August 7, 2013

Writing Feedback and Record Keeping (Part 3 of updating my practice this year)

My approach to teaching writing has changed heavily, much like everything else, through my last 6 years. But, if there is one thing that I have come to fully understand about it, it's that writing has to be taught by having students write. This sounds like an overly obvious statement, but practice would suggest otherwise.

Let's start with one of the most basic tenets of teaching and student teaching: I do, we do, you do. Or, model the skill, practice with students, then they practice alone. Logically, from the outward appearance, this makes sense. That's how we teach writing in the western world as well as math. But, it doesn't work. It teaches the skills in a vacuum with no personal meaning.

If you want to get students to build a skill set, then they need to practice the skill, at first badly. But, then you give them feedback on their performance of their personal work, pushing them toward mastery of their skill, not your skill.

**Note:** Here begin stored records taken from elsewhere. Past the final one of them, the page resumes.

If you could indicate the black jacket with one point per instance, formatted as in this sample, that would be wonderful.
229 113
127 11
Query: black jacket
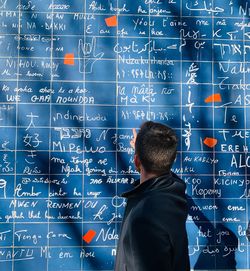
153 235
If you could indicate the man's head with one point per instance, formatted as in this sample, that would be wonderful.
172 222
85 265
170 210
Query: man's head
155 148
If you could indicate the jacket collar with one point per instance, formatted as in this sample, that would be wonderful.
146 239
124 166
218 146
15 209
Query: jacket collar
149 184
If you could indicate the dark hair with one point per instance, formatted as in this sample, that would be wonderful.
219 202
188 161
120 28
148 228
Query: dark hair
156 146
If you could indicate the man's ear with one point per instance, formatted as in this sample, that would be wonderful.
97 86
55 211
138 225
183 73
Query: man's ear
137 163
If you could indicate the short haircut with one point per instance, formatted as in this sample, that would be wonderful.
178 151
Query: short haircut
156 147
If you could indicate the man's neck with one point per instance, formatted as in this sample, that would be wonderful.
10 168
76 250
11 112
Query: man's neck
146 176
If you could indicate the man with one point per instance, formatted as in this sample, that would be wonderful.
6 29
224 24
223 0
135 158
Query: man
153 235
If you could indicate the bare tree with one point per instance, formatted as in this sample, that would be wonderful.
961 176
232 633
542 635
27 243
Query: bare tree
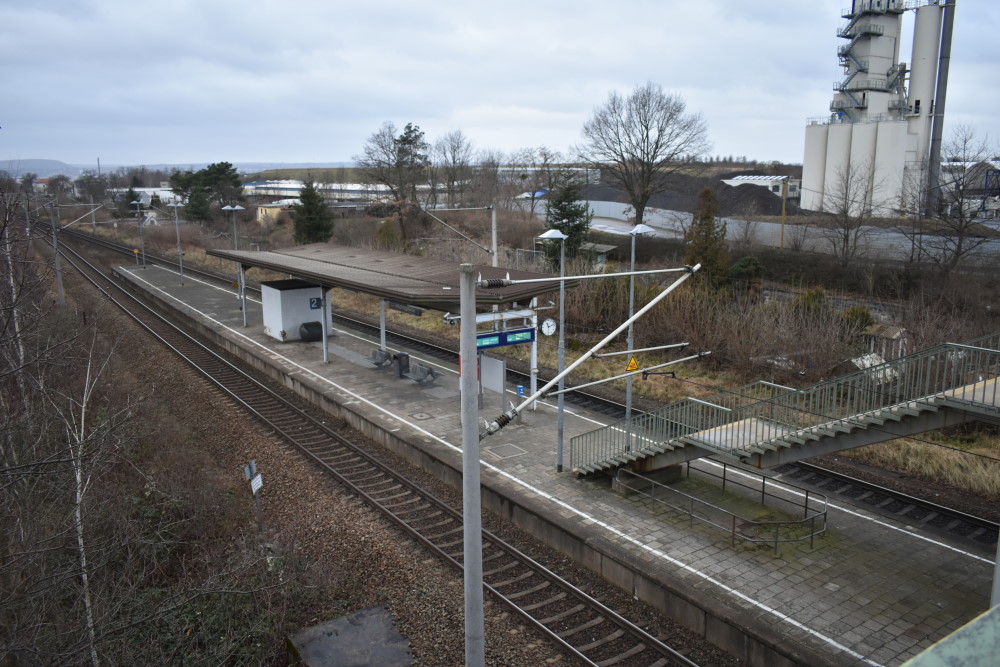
453 155
746 225
641 140
849 206
956 232
397 162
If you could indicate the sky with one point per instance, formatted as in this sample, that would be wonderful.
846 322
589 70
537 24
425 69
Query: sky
189 82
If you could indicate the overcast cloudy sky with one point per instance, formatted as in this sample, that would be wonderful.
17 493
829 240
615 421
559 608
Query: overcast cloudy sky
188 81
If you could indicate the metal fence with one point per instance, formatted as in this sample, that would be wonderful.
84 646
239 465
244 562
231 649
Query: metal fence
813 507
764 416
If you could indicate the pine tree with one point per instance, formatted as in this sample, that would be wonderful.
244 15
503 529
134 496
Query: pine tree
198 207
564 211
313 220
706 239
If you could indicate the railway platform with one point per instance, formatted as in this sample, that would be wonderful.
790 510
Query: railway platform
871 591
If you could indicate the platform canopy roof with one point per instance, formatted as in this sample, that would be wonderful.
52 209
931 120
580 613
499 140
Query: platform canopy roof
408 279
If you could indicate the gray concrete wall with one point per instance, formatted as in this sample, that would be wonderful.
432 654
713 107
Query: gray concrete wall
733 629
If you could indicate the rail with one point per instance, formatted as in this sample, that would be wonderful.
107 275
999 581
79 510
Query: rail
754 531
747 421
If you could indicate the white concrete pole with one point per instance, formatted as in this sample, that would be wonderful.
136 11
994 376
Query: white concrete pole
496 257
561 399
243 292
381 324
475 650
534 351
325 315
629 344
55 253
180 253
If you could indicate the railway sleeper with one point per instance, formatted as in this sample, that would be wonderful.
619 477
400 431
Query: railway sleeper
540 587
502 568
409 495
597 620
442 522
446 533
561 615
424 506
617 634
621 657
514 580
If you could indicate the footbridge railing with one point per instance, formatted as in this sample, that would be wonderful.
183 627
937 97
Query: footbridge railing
763 416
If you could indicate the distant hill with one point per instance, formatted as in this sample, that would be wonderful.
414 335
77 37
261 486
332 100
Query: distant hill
46 168
43 168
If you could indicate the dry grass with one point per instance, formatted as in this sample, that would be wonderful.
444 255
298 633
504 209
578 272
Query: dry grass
955 468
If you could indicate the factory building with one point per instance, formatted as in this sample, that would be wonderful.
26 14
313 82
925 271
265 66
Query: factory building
876 151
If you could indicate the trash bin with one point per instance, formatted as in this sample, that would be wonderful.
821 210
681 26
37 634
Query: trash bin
310 332
401 362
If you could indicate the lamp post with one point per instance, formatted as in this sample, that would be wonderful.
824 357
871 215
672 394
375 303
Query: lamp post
142 242
556 234
234 208
177 228
634 232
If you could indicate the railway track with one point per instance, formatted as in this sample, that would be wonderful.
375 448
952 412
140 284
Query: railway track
930 516
562 613
888 502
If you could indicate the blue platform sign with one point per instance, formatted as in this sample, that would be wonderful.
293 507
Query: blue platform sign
501 338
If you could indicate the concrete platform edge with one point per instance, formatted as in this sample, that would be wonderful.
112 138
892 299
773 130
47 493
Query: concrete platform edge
733 629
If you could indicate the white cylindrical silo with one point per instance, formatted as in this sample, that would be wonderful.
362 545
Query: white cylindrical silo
889 163
923 62
838 164
856 184
813 166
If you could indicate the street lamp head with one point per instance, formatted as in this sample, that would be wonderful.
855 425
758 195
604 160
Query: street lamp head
641 229
553 234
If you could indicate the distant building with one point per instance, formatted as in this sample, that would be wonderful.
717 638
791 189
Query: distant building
772 183
874 148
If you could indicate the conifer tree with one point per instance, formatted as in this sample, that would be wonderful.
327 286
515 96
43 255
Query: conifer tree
706 239
564 211
313 220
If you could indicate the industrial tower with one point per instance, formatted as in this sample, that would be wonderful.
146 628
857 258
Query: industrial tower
879 150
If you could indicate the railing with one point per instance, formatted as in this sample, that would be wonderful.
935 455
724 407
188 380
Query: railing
767 531
961 374
733 422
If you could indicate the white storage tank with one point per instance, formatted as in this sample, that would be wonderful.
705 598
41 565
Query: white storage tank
288 304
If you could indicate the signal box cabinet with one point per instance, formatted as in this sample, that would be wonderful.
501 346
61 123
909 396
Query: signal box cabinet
288 304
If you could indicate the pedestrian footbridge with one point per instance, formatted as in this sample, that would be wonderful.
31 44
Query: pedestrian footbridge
765 424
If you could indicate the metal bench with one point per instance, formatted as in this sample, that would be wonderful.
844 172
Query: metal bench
422 374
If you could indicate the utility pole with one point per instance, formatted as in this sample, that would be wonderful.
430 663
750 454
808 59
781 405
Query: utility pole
784 207
475 650
55 251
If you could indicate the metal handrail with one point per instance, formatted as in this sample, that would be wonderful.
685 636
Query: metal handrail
739 527
761 415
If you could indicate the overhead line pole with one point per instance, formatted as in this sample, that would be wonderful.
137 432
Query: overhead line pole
502 420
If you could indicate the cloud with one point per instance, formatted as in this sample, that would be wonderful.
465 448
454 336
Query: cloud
304 80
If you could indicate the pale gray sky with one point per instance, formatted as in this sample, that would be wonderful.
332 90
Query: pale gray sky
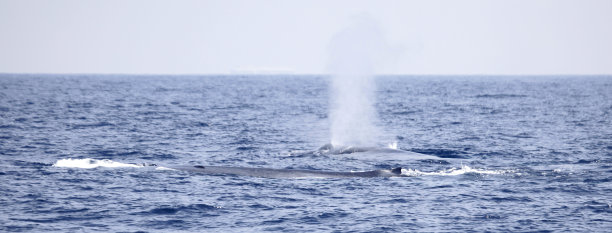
204 37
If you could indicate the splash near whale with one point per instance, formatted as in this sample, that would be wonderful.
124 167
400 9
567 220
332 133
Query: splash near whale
287 173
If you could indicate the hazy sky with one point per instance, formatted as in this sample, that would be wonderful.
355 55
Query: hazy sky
203 37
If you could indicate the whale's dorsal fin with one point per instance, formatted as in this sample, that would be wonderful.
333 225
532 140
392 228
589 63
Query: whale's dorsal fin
397 170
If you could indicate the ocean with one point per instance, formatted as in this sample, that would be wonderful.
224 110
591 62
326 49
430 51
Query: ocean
501 154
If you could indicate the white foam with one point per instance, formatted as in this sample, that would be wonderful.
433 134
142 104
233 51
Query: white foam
453 172
91 163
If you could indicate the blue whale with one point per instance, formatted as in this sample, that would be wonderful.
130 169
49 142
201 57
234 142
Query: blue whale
287 173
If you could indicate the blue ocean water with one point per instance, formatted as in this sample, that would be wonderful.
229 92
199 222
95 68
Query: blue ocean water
513 153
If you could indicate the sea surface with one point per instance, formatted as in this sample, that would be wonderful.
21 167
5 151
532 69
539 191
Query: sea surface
511 154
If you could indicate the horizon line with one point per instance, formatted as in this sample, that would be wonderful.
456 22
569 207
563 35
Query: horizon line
287 74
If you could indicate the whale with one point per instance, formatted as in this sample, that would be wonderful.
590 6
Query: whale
368 153
287 173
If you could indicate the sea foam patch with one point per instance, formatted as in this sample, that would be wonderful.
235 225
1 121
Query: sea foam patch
453 172
91 163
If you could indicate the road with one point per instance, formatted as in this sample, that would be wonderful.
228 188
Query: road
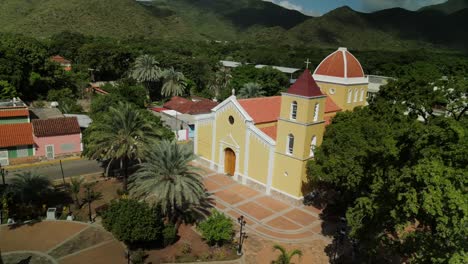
52 171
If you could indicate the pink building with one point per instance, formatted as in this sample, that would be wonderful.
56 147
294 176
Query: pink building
57 137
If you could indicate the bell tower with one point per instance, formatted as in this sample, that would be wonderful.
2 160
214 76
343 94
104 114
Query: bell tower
300 128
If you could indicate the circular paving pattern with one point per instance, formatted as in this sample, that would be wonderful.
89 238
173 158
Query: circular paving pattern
51 242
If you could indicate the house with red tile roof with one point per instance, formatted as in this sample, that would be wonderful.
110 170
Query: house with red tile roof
16 140
266 142
57 137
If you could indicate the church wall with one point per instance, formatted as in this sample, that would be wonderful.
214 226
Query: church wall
340 97
204 132
226 133
288 175
258 159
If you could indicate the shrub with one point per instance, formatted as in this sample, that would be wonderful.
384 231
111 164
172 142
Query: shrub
217 229
169 234
131 221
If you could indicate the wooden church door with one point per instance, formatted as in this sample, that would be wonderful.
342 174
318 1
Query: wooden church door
229 161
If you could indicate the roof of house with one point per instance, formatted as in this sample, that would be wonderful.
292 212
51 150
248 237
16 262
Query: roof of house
56 127
60 59
270 131
16 135
341 64
262 109
305 85
45 113
13 112
186 106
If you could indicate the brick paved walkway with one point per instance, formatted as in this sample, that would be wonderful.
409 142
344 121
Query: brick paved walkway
267 216
61 242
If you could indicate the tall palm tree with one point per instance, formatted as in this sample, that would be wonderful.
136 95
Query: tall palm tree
75 187
285 257
168 179
250 90
30 188
146 70
174 83
122 135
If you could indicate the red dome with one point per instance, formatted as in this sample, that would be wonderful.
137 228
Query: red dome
341 64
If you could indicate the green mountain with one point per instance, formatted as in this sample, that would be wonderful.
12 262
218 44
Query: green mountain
227 20
449 7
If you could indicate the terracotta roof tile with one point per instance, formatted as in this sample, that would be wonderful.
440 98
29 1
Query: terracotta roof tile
305 85
186 106
14 113
330 106
16 135
270 131
334 65
262 109
56 127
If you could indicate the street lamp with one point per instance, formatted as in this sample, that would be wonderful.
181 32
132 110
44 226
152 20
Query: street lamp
242 234
3 172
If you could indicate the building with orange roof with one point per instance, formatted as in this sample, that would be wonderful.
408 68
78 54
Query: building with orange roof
268 141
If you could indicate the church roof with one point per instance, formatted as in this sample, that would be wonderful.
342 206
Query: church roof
340 64
262 109
305 85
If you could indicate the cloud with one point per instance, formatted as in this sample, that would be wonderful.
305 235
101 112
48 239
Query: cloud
373 5
289 5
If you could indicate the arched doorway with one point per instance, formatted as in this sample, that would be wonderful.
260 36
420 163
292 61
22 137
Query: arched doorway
229 161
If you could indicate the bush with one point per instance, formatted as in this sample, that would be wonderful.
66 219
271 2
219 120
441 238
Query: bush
133 222
217 229
169 234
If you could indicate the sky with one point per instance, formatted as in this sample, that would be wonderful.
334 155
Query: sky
320 7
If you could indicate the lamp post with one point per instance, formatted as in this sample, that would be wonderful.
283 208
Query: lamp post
242 234
3 172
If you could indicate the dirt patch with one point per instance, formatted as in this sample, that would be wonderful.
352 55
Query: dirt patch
88 238
24 257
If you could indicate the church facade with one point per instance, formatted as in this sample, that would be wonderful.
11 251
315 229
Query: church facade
268 141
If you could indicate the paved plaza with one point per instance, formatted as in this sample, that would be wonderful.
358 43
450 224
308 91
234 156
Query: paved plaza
268 217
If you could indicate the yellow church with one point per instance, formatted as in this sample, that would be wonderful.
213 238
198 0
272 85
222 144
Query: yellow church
266 142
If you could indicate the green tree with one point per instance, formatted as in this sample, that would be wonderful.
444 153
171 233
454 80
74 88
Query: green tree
251 90
217 228
285 256
121 135
174 83
168 178
132 221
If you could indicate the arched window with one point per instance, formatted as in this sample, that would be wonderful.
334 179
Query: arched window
313 145
293 110
290 147
316 111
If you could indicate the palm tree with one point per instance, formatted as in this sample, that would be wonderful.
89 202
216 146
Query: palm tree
174 83
285 257
121 135
30 188
250 90
146 70
75 187
168 179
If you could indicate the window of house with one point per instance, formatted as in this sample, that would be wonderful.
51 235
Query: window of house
22 152
293 110
313 145
316 111
290 148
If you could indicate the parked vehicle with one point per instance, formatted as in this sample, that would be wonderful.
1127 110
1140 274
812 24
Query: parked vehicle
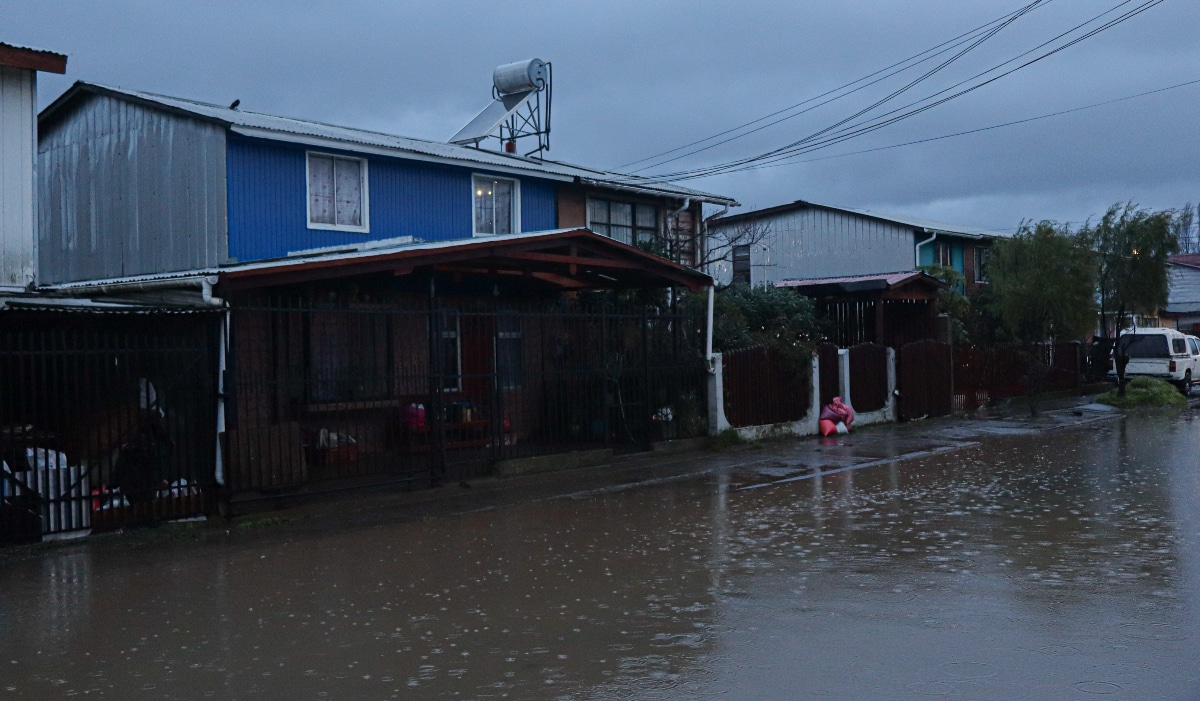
1163 353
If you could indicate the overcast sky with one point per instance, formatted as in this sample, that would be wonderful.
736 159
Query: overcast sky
636 78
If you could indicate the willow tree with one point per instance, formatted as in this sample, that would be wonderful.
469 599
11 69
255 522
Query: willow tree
1132 250
1043 285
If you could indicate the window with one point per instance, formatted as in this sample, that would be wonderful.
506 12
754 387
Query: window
496 205
742 263
509 352
628 223
337 193
942 253
981 264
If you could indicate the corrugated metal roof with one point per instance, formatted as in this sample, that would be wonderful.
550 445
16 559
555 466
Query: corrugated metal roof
343 253
83 305
891 279
909 221
354 139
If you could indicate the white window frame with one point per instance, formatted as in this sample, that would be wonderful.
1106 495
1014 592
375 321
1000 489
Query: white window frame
365 191
516 203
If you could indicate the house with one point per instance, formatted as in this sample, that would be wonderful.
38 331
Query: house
142 184
804 240
18 142
1183 297
393 310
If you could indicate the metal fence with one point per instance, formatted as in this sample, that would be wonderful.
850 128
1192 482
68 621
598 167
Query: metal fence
406 391
105 420
987 375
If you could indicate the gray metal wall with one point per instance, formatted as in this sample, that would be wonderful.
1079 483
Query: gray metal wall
819 243
124 190
17 251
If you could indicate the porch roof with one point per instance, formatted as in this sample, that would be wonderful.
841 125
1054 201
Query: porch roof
569 259
901 285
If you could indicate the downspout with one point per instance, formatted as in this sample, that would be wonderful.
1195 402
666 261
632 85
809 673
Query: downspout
708 329
676 213
222 349
917 253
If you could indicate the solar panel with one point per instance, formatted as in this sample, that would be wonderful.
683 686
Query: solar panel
491 118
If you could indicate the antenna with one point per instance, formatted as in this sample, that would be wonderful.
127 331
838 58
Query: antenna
517 109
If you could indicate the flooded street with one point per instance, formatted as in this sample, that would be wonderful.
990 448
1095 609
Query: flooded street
1054 565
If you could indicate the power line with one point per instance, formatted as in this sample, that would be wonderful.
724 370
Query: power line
983 129
809 143
933 53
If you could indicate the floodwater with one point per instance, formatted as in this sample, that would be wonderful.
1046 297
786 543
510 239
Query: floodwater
1060 565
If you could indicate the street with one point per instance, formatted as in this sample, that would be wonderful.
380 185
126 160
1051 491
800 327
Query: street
1056 564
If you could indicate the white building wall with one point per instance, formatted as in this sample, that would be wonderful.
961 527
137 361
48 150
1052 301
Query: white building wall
819 243
18 235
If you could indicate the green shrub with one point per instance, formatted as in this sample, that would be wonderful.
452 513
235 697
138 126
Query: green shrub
1145 391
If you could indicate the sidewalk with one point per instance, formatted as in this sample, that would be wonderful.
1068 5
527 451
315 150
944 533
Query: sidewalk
756 465
751 466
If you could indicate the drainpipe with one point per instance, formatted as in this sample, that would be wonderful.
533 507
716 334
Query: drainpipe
708 329
917 253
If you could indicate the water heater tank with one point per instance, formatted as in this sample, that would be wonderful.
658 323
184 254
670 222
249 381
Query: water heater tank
520 77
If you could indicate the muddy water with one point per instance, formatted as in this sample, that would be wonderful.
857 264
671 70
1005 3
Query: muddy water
1065 565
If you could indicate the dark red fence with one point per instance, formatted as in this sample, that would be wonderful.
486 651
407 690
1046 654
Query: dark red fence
106 420
987 375
924 379
761 387
827 372
869 377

Baseball is a great analogy - though a physical skill, hitting a moving ball with a bat takes practice, nuance, and a lot of practice. Then, getting that ball to fly or roll as you desired takes a newer and higher skill set. Then, hitting one that is flying 50, 60, 70 miles per hour is its own test of skill. But, you have to start somewhere.

WRITING IS THE SAME

Here's the thing though, I am not working one on one with 5-10 batters, I'm trying to work one on one with, last year, 37 students in one class. It takes a lot of time and it takes a lot of record keeping.

Here's the plan -

I use a great online LMS system named Schoology. One of their newer features is the ability to track changes in submissions. I have to strive to look at a student's writing ONLY once they have submitted a new version to Schoology so I can keep track of their progress in writing that assignment.

Then, as their writing is turned in from 1st draft through 10th(?) I can update their grade on the assignment accordingly.

So, here's my questions - Does this approach seem realistic? I'm not sure if I will be able to keep myself on track for all of those updates. Also, does that put the student in a more negative point based situation as opposed to writing and editing to learn how to write and edit better?